For **age** I'll be interested in mean, median, mode and range.
For **household size** I'll be interested in mean, median, mode and range.
I'll want the mode **income level**.
I'll also want all of those statistics broken out for each zip code.
## Thinking Ahead to Next Steps
Next I'll spend some time with the [`stm`](https://cran.r-project.org/web/packages/stm/vignettes/stmVignette.pdf) package and go through the methodology outlined in "Structural Topic Models for Open-Ended Survey Responses" in more detail. I definitely need to wrap my head around constructing the actual model(s) and there are some statistical concepts that have surfaced that I'm not familiar with (e.g. shrinkage priors, regularization, etc.)

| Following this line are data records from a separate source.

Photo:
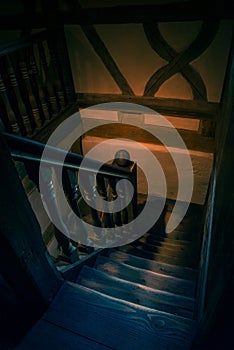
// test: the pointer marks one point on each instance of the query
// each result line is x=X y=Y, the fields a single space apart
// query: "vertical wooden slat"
x=31 y=97
x=21 y=106
x=38 y=84
x=10 y=113
x=55 y=30
x=48 y=80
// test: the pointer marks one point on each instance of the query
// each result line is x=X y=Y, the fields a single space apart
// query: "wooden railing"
x=36 y=83
x=30 y=153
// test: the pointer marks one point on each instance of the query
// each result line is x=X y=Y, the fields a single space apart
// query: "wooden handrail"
x=21 y=43
x=26 y=149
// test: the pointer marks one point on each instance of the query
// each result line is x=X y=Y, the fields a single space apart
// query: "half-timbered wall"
x=191 y=65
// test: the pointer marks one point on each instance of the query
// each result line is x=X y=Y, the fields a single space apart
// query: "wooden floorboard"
x=47 y=335
x=146 y=277
x=117 y=324
x=136 y=293
x=155 y=266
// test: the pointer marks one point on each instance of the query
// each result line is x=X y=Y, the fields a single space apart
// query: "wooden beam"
x=193 y=140
x=102 y=51
x=24 y=260
x=181 y=11
x=167 y=106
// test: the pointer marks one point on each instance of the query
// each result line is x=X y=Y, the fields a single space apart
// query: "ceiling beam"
x=181 y=11
x=201 y=110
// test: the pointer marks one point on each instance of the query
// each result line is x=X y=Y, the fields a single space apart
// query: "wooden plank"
x=154 y=266
x=167 y=249
x=46 y=335
x=71 y=271
x=145 y=277
x=184 y=11
x=168 y=106
x=180 y=11
x=154 y=236
x=136 y=293
x=118 y=324
x=161 y=246
x=168 y=242
x=24 y=261
x=157 y=257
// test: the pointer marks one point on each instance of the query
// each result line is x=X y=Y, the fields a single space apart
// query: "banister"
x=21 y=43
x=22 y=148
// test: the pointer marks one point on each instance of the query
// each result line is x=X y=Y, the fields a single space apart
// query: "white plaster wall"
x=136 y=60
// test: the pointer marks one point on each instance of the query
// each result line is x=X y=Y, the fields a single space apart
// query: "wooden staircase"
x=137 y=296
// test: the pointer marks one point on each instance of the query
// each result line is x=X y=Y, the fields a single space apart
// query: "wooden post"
x=24 y=261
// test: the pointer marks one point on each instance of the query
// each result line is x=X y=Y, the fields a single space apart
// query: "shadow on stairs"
x=138 y=296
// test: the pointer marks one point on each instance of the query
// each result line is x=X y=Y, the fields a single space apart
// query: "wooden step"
x=154 y=237
x=109 y=322
x=162 y=247
x=145 y=277
x=158 y=257
x=136 y=293
x=155 y=266
x=187 y=236
x=178 y=252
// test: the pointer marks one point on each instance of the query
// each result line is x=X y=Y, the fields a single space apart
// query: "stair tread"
x=177 y=252
x=150 y=237
x=162 y=247
x=145 y=277
x=155 y=266
x=136 y=293
x=116 y=323
x=46 y=335
x=159 y=257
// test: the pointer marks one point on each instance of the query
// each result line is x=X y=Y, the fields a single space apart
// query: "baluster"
x=90 y=193
x=50 y=89
x=56 y=79
x=37 y=81
x=102 y=189
x=71 y=190
x=10 y=113
x=60 y=48
x=20 y=103
x=32 y=100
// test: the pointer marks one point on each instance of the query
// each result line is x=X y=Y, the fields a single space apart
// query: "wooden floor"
x=138 y=296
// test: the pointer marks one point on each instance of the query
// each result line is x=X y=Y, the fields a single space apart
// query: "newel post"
x=24 y=261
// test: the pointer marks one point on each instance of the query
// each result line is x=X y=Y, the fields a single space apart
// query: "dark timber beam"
x=24 y=261
x=181 y=11
x=201 y=110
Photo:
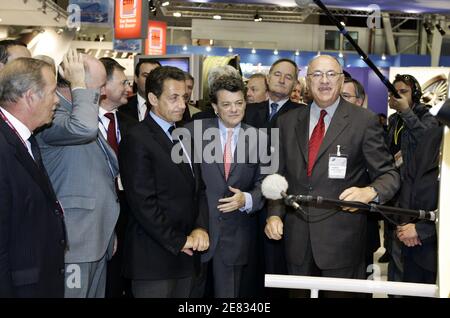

I've also started thinking about what I would like to be able to visualize and came across these posts about visualizing text data in both R and Python:
* R - [TextPlot: R Library for Visualizing Text Data](https://towardsdatascience.com/textplot-r-library-for-visualizing-text-data-a8f1740a032d)
* Python - [Advanced Visualisations for Text Data Analysis](https://towardsdatascience.com/advanced-visualisations-for-text-data-analysis-fc8add8796e2)
Neither are specific to STM but may give me a sense of what is possible, packages to use, etc. The STM package documentation also includes some ideas for visualization STM models.